Answer: $1381400
Explanation:
From the question, we are informed that Company A is considering a merger with Company B and that A has 43,000 shares outstanding at a market price of $32 a share while B has 12,800 shares outstanding priced at $44 a share and the merger is expected to create $5,400 of synergy.
The total value of the merged firm will be:
= (43,000 × $32) + (12,800 × $44) + $5,400 - $563,200
= $1,376,000 + $563,200 + $5,400 - $563,200
= $1,944,600 - $563,200
= $1,381,400
Answer:
$ 56,500
Explanation:
Given:
Tuition expenses = $ 28,000
Room and board expenses = $ 2,500
Earning from the part time = $ 16,000
Fulltime salary = $ 42,000
Now,
the opportunity cost is given as:
= Full time working salary + (sum of expenses) - Earnings
on substituting the values, we get
opportunity cost = $ 42,000 + ( $ 28,000 + $ 2,500 ) - $ 16,000
or
opportunity cost = $ 56,500
Assuming a firm is selling its output in a purely competitive market, its resource demand curve can be determined by Multiplying marginal product by product price.

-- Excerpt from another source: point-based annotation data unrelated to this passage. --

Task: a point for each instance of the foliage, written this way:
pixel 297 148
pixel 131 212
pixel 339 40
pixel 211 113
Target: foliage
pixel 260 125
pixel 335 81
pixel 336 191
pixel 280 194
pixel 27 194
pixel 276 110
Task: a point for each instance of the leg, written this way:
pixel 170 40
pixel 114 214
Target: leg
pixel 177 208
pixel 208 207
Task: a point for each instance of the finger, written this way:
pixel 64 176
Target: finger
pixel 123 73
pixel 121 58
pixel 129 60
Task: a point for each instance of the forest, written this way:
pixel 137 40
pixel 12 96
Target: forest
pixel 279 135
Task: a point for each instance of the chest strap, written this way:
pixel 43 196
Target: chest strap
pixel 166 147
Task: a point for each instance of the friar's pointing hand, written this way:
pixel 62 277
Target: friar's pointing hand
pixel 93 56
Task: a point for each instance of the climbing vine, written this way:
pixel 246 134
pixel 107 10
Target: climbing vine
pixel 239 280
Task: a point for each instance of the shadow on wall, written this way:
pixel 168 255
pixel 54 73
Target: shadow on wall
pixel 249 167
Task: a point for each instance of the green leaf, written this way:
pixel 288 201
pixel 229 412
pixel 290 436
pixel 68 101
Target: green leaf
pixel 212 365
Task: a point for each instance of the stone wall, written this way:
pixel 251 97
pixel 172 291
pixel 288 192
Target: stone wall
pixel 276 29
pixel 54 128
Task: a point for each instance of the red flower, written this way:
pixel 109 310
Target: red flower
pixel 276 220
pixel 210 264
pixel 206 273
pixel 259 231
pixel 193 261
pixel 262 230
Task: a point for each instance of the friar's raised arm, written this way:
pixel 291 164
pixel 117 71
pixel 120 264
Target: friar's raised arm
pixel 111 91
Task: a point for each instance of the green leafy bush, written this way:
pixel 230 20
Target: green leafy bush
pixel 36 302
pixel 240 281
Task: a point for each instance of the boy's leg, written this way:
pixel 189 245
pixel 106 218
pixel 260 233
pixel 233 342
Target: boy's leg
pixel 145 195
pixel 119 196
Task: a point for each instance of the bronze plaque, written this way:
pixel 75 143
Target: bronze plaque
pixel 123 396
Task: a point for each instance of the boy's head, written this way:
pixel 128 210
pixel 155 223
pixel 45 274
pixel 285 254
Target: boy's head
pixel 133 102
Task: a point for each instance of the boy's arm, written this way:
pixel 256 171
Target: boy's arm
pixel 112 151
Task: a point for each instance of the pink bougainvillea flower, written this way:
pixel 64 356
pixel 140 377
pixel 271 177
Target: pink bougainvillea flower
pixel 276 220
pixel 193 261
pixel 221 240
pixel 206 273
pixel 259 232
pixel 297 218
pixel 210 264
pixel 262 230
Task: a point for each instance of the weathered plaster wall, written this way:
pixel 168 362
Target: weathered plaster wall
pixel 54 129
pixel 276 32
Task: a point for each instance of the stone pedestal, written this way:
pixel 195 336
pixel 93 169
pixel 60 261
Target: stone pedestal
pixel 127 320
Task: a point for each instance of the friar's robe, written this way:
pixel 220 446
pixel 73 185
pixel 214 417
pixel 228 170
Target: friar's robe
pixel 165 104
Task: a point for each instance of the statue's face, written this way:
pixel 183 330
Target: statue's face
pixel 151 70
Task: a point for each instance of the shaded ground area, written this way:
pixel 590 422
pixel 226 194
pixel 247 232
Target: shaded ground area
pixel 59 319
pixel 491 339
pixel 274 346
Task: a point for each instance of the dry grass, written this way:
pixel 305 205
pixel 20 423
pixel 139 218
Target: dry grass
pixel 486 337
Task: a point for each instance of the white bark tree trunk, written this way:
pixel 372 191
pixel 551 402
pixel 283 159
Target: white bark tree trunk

A competitive marketplace is a term in economics that refers to a market in which there are a large quantity of customers and sellers and no single customer or seller can have an effect on the marketplace. competitive markets haven't any limitations to entry, plenty of consumers and sellers, and homogeneous products.
Summary. The version to take a look at supply and call for is known as the competitive market version. within the aggressive marketplace, we assume products are homogeneous, and there may be no supplier or purchaser energy.
A free market is a market that has restrained government involvement. marketplace systems can normally be divided into four types. a wonderfully competitive market is one wherein there are a big number of small firms promoting identical products.